Combien de bombe un Rafale emporte-t-il en Afghanistan ? Deux dans la majeur partie des opérations tout comme le 2000. Un emport de 6 bombes ne serait possible que si la suprématie du ciel est possible (centre europe) et sur une série de frappe sur un secteur ou se trouverait plusieurs ennemis non protégés à une distance courte ou assurée d'un ravitaillement en vol avec des conditions de beau temps. Soit un cas de figure rare ! Ajoutons le besoin de maintenance en opération qui augmente. NON la diminution d'une flotte est une grave erreur !

Si les Finlandias l'ont compris, il semble également que le Général Lanata de l'Armée de l'air également au vue de sa récente prise de position concernant un besoin de 215 avions et non 189 pour l'aviation française.

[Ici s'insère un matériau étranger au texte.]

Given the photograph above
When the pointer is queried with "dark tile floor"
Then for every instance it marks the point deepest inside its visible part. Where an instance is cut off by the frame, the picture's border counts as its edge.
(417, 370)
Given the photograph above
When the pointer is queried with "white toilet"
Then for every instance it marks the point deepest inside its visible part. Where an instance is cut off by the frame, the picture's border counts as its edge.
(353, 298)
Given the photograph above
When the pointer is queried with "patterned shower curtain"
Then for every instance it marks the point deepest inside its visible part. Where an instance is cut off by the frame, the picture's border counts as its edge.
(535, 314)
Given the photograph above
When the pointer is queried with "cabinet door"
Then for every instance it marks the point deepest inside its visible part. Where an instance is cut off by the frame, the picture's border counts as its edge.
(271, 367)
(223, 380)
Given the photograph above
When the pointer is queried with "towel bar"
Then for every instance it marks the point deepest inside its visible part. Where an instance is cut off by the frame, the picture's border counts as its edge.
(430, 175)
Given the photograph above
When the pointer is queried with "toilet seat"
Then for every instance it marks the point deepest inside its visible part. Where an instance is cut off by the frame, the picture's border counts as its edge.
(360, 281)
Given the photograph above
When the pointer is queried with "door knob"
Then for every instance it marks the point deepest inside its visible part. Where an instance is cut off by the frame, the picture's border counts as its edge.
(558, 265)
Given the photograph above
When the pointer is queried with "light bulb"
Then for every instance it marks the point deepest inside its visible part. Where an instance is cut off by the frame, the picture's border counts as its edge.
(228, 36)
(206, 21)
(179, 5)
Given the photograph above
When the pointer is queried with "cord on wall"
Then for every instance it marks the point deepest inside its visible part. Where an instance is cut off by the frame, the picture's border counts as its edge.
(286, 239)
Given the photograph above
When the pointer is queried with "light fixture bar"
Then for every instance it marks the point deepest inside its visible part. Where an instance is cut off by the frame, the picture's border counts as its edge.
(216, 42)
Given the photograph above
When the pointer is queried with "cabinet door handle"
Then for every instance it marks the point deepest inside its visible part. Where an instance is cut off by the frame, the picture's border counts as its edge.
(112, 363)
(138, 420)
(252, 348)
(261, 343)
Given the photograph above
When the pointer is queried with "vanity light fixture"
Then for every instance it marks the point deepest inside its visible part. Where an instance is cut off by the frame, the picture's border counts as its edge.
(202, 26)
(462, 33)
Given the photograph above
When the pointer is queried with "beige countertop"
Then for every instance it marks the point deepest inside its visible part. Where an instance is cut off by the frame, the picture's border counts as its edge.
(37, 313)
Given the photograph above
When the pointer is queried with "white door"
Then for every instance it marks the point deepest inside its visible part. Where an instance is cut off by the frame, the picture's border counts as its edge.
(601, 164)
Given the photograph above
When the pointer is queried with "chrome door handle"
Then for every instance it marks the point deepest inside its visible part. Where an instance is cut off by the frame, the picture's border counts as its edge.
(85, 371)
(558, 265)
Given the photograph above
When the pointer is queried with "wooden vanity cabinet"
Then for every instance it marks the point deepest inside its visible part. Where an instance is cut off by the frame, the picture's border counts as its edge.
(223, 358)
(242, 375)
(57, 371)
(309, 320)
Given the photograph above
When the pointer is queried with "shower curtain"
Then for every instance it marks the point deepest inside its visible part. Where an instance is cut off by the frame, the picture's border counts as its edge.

Écrit par : Steeve | 27/11/2017

@François: Attention les avions actuels multirôles remplacent effectivement de nombreux avions monorôle. Mais lorsqu'il faut remplacer des multirôles par un nouveau multirôles, il est impératif de garder le même ratio sous peine d'une perte de capacité. Lisez l'article de PK sur le Danemark et le rapport sur l'efficacité de 27 F-35 qui ne remplaceront pas les 44 F-16.

Écrit par : Martin | 27/11/2017

L'achat de la Finlande est intéressant sur un point particulier : en raison de son histoire et de sa frontière commune avec la Russie, le pays a développé une politique non-alignée, dérivée de la finlandisation. Si bien que les appareils finlandais ont perdu leur aptitude d'attaque au sol pour ne pas froisser les russes: ce sont donc des F-18 et non des F/A-18.
L'enjeu de cet achat n'est donc pas tant la question du nombre d'appareil mais plutôt du devenir de cette politique qui risque d'influencer sur le choix du vainqueur. Pour l'heure, il semble que la Finlande ne souhaite pas intégrer l'Otan, il y a donc de fortes chances qu'elle choisisse de nouveau un appareil relativement "neutre" ce qui pourrait exclure des appareils comme le F-35. Par contre plusieurs experts finlandais privilégient un renforcement des liens avec la Suède ce qui pourrait favoriser le Gripen.
En conséquence, je ne suis pas sûre que les besoins finlandais conviennent aux décideurs suisses.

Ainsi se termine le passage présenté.